And Cavafy might have risen
in a room like the one where I woke up
to chalk-washed walls, two wicker chairs,
and on a battered table, coffee
and a single peach, newly sliced.
But let us not go overboard.
When I peered out the small window
at the foot of the bed
that offered the immensity of the Aegean,
I did not see the sail of Odysseus at dawn
rounding the island’s volcanic corner
and coming slowing but plainly into view.
Rather, I h
eard the hornet whine
of a motorbike flying up the street,
a metal grill being unlocked and lifted open,
then some mourning doves on the roof,
a clatter of dishes in a kitchen,
and other siren songs of an ordinary day.
Bravura
It wasn’t until I took a class in oil painting,
which met on Saturday afternoons
in the painter’s apartment on Central Park West,
that I realized that painters of still lifes
as much as they are displaying an affection
for the material objects of the world,
are also busy showing off their stuff.
Why else would anyone leave the ease
of a tableau of violin, curl of parchment,
a silvery knife and a pear, all backed by a velvet cloth,
and take on a glass bowl full of light bulbs
or a crystal chandelier reflected in a mirror
except to inflame the confraternity
of one’s fellow artists with jealous furor?

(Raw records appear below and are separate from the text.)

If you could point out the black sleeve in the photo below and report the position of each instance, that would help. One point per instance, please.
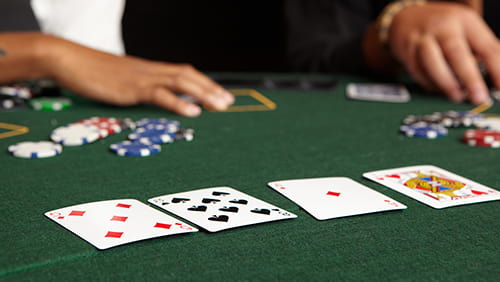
(326, 35)
(17, 15)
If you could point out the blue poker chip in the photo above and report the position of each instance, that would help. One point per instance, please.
(170, 125)
(156, 134)
(424, 130)
(134, 149)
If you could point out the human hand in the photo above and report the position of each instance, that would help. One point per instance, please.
(439, 45)
(125, 80)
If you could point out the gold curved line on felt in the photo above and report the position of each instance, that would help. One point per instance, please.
(481, 108)
(267, 104)
(15, 130)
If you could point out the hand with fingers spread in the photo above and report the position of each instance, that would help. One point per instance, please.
(440, 45)
(119, 80)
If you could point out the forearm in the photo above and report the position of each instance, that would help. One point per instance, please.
(26, 55)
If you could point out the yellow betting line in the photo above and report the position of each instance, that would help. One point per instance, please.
(267, 104)
(481, 108)
(15, 130)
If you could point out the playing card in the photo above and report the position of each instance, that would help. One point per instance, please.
(111, 223)
(332, 197)
(219, 208)
(395, 93)
(433, 186)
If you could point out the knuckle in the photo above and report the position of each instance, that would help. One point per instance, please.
(185, 68)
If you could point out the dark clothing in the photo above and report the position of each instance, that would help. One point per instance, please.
(326, 35)
(17, 15)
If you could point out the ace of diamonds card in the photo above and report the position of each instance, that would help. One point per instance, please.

I will never forget the stunner
modestly titled “Still Life with Roses,”
which featured so many decanters and mirrors
the result was a corridor of echoing replications.
For when I leaned in to examine
one of the softly textured red petals,
I could see suspended there a drop of moisture
and on its surface a tiny window catching the light
and next to that a solitary, delineated ant
who had paused in his travels
before the globular liquid mirror
just to see how he looked on that overcast weekday morning.
Muybridge’s Lobsters
At first sight
the photographs in the series
appear to be the same—
all black and white,
a single lobster
at the center of each,
underwater, probably in a tank.
But look more closely
along the rows
and you will see the motion
of a single antenna, waving
as if to ask a question,
something you had missed.
Of course, this was late
in the old man’s life,
well after the gymnasts
and the airborne racehorses,
after the leap-frogging boys
and that woman
hopping over a footstool,
even after the photographs of himself
swinging a coal-pick in the nude.
And then the lobster studies—
a reminder perhaps
of the falling off to come for us all,
a focus on the smaller parts
like a settlement of crumbs
beside a cup and saucer
or the bars of light on a painted wall.
That day at the exhibition
a small boy asked his mother
why the pictures were not in color,
too young to know that a lobster
wagging its claws at the bottom of the sea
is either black or a very dark green
and that it must be coaxed, by boiling, into being red.
Portrait
After she swiveled on a heel
and headed with a flip
of the ponytail
toward Grand Central Station
I watched her
disappear into the crowd
the way a forest
may disappear into its trees.
And then I too began
to disappear, a scrivener’s
eraser rubbing out
the pencil lines of my being.
Now neither of us
was either here nor there
and would fail to make our mark
on the history of civilization.
And that reminded me of the day
I stood in a museum
before a somber painting
then bent close to read
the little printed card
that told me it was a portrait
of an anonymous Dutch family
by an anonymous Dutch artist.
Early Morning
I don’t know which cat is responsible
for destroying my Voter Registration Card
so I decide to lecture the two of them
on the sanctity of private property,
the rules of nighttime comportment in general,
and while I’m at it, the importance
of voting to an enlightened citizenship.
This is the way it was in school.
No one would admit to winging a piece of chalk
past the ear of Sister Mary Alice,
so the whole class would have to stay after.
And likewise in the army, or at least
in movies involving the army. All weekend
privileges were revoked until the man
who snuck the women and the keg of beer
into the barracks last night stepped forward.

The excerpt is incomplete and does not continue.